Enbridge Energy's plan to replace its "Line 3" pipeline across northern Minnesota is a golden opportunity to get rid of an old, corroded oil conduit, creating thousands of construction jobs in the process.
Or it's a potential menace to the environment — through oil spills — as the new pipeline wends its way through the Mississippi headwaters region, including wild rice lakes sacred to American Indians.
Both views of the proposed $2 billion-plus project were on display Tuesday at dueling news conferences before a public meeting on the topic at the InterContinental St. Paul Riverfront hotel. The meeting was the 11th of 22 citizen input meetings statewide on the 337-mile pipeline, which would carry crude oil from Alberta to Enbridge's terminal in Superior, Wis.
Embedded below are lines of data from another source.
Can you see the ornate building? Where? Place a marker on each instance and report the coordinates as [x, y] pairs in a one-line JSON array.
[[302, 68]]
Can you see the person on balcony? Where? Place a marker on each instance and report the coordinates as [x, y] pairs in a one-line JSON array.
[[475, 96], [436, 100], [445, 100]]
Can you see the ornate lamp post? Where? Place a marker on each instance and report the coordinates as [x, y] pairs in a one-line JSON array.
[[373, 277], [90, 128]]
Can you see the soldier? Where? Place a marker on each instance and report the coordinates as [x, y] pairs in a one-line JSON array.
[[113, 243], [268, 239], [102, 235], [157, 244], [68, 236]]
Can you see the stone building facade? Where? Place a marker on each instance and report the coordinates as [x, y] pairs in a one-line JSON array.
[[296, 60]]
Attendance has ranged from 35 to 250 people at the first 10 meetings, with 325 at the St. Paul meeting, officials said.
Calgary-based Enbridge, North America's largest pipeline operator, wants to build a pipeline that would follow the current Line 3 route across northern Minnesota to Clearbrook, but then would jog toward Park Rapids through an area known for pristine waters. The Line 3 replacement is being considered by the Minnesota Public Utilities Commission (PUC), a process that will go into 2018.
"We get four real positives for one project from the business community's standpoint," said Bill Blazar, the Minnesota Chamber of Commerce's senior vice president of public affairs and business development, during a news conference that laid out business support for the Enbridge project.
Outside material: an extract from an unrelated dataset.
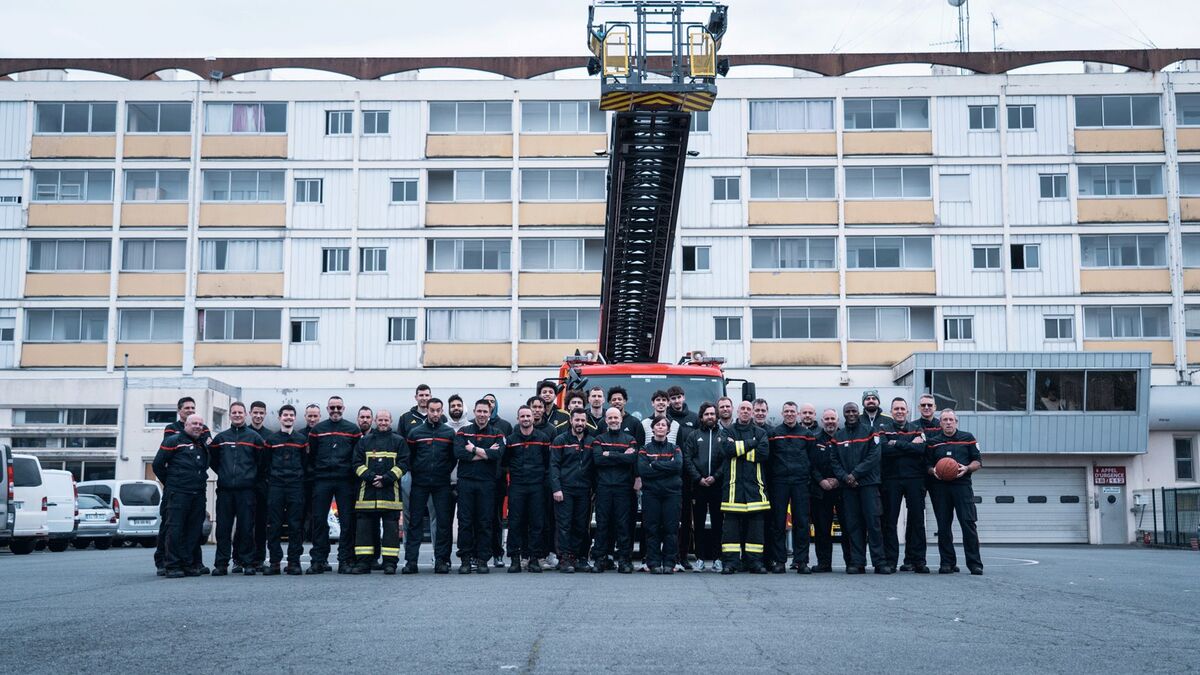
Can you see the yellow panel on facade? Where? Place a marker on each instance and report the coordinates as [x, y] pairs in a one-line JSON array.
[[486, 214], [217, 354], [562, 144], [442, 354], [793, 213], [73, 147], [1125, 281], [467, 284], [54, 285], [1119, 139], [214, 285], [795, 353], [887, 143], [793, 282], [1122, 210], [243, 215], [76, 354], [154, 215], [880, 211], [71, 215], [244, 145], [153, 145], [558, 284], [792, 144], [898, 282], [1162, 352], [563, 213], [468, 145], [150, 284]]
Enbridge will inject money into the economy and create jobs, he said. Plus, because the pipeline is old and has had some problems, the project also will improve safety along the pipeline and lower the environmental risk of a spill.
Harry Melander, president of the Minnesota State Building and Construction Trades Council, said the pipeline project will create a couple of thousand construction jobs that could last up to nine months.
Rep. Tim Mahoney, DFL-St. Paul and a pipe fitter, said state regulators need to look at the merits of the project, not the type.